Call it “smoothing”

From the Telegraph a couple of weeks ago:

Journal of Medical Ethics article defends female genital mutilation

The British Medical Journal Group has published an article defending female genital mutilation (FGM).

Researchers from 25 different global institutions claim the widespread condemnation of the practice is based on “misleading, often racialised, stereotypes” and “Western sensationalism”.

FGM involves the partial or total removal of a female’s external genitalia, or other cutting of the organs, for non-medical reasons.

Like the “Because Mohammed said so” reasons.

More than 230 million girls and women around the world have had their genitalia mutilated, mostly commonly in Africa, but also in parts of Asia and the Middle East, usually on historic religious or cultural grounds.

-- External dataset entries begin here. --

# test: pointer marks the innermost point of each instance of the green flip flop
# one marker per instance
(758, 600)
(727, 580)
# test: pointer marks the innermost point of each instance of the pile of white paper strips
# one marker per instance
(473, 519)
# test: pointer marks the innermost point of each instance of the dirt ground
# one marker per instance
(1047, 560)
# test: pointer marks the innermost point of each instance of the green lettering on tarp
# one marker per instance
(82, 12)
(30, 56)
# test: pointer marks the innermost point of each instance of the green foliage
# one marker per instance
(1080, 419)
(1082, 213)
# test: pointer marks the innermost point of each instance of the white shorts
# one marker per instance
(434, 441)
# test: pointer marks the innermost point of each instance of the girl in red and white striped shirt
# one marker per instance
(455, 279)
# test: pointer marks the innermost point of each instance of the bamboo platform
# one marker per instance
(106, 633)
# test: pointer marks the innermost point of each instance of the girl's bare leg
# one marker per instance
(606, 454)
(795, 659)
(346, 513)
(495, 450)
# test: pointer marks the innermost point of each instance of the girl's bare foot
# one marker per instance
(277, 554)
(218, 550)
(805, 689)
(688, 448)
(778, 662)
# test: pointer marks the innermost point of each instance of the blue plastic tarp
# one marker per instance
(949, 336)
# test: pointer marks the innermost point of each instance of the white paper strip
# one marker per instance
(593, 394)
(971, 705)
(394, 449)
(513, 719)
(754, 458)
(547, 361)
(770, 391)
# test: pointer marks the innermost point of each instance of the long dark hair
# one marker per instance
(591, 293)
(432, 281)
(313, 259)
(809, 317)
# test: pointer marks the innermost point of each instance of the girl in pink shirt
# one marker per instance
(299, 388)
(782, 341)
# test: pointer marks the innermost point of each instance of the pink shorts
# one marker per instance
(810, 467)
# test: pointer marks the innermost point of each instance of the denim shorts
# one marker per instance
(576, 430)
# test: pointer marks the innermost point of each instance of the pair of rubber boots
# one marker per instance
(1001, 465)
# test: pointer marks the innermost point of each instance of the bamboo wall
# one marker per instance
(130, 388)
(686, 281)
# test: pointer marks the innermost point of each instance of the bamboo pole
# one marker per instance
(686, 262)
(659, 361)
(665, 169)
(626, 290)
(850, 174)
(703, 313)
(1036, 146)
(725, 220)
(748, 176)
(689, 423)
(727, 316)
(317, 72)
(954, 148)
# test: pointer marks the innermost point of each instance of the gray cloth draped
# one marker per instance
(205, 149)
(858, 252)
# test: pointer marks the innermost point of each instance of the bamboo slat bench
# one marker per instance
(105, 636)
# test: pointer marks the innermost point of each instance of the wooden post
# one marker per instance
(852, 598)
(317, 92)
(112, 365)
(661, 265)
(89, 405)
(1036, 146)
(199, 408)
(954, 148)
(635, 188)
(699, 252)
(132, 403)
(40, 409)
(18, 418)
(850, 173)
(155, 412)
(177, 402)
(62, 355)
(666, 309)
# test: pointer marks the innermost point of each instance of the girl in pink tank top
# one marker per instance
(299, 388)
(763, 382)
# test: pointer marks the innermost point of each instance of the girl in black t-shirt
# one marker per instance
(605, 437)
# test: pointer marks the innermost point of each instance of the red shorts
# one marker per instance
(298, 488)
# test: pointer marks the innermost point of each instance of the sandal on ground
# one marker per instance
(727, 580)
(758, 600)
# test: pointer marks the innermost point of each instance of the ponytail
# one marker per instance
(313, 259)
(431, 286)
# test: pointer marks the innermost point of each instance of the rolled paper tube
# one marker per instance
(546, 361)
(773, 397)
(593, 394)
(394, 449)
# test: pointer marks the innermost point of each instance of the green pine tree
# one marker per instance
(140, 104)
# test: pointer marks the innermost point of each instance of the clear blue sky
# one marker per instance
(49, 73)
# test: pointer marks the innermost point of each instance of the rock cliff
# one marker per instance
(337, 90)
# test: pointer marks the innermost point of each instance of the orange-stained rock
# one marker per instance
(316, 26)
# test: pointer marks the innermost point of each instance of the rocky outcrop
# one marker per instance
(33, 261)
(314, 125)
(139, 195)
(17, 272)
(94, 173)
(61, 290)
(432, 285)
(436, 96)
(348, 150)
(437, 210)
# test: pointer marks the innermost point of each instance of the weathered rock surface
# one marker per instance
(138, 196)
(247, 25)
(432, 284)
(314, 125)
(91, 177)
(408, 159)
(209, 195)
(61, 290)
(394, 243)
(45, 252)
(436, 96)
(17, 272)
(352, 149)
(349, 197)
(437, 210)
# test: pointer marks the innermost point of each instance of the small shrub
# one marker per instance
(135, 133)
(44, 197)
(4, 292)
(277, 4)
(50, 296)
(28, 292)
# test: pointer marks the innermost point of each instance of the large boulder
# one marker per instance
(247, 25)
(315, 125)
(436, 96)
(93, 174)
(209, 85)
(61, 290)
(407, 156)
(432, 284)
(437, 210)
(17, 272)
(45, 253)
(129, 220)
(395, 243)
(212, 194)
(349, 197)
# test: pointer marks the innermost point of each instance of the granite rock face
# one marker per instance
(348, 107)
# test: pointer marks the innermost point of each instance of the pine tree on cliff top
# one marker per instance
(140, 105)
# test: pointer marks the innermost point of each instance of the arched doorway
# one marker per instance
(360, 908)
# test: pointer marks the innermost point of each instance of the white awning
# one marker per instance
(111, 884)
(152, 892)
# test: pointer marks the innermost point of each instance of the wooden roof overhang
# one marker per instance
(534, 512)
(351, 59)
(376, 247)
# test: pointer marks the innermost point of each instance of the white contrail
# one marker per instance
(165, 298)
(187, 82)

But they look like Barbie dolls between the legs, so it’s fine.

However, writing in the BMJ Group’s Journal of Medical Ethics, researchers from around the world, including the UK, have defended FGM and “rejected” the use of the word “mutilation”. Instead, they label it “female genital practices” so they can “refer inclusively and descriptively to a diverse set of practices without prejudging their ethical, medical or cultural status”.

Not all that “inclusively”. Not inclusive of girls and women who struggled and screamed, for example.

“Most affected women themselves rarely use the word ‘trauma’ to describe their experiences of the practices. If they describe the experiences in negative terms, they may use words such as ‘difficult’ or ‘painful’,” the authors write.

“Even if women report unwanted upsetting memories, heightened vigilance, sleep disturbance, recurrent memories or flashbacks during medical consultations, a prior genital procedure may not be the primary cause for their distress,” they add.

Stop right there. It’s not a “procedure”. It’s not medical. It’s an intrusion, a removal, a stitching up, a scraping – a mutilation. There is no medical reason to tamper with girls’ genitalia. There is no “procedure”.

The essay also blames the “mainstream media coverage of female genital practices in Africa” for relying on “sources from within a well-organised opposition”.

Mmmyeah. How dare opponents of slashing female genitals be an organized opposition.

“In North America, Australia and European countries like the UK and Sweden, such coverage has frequently fallen short of journalistic standards of impartiality, often using stigmatising and denigrating language that fuels suspicion and surveillance of migrant communities,” the authors write.

They add that the press has “played a central role” in the “abolitionist narrative of ‘FGM’”, and call out the Guardian newspaper’s “Global Media Campaign to End FGM”, as well as the BBC and CNN’s “advocacy-driven coverage focused on eradication, often lacking cultural nuance”.

Some cultural nuance needs to be lacked.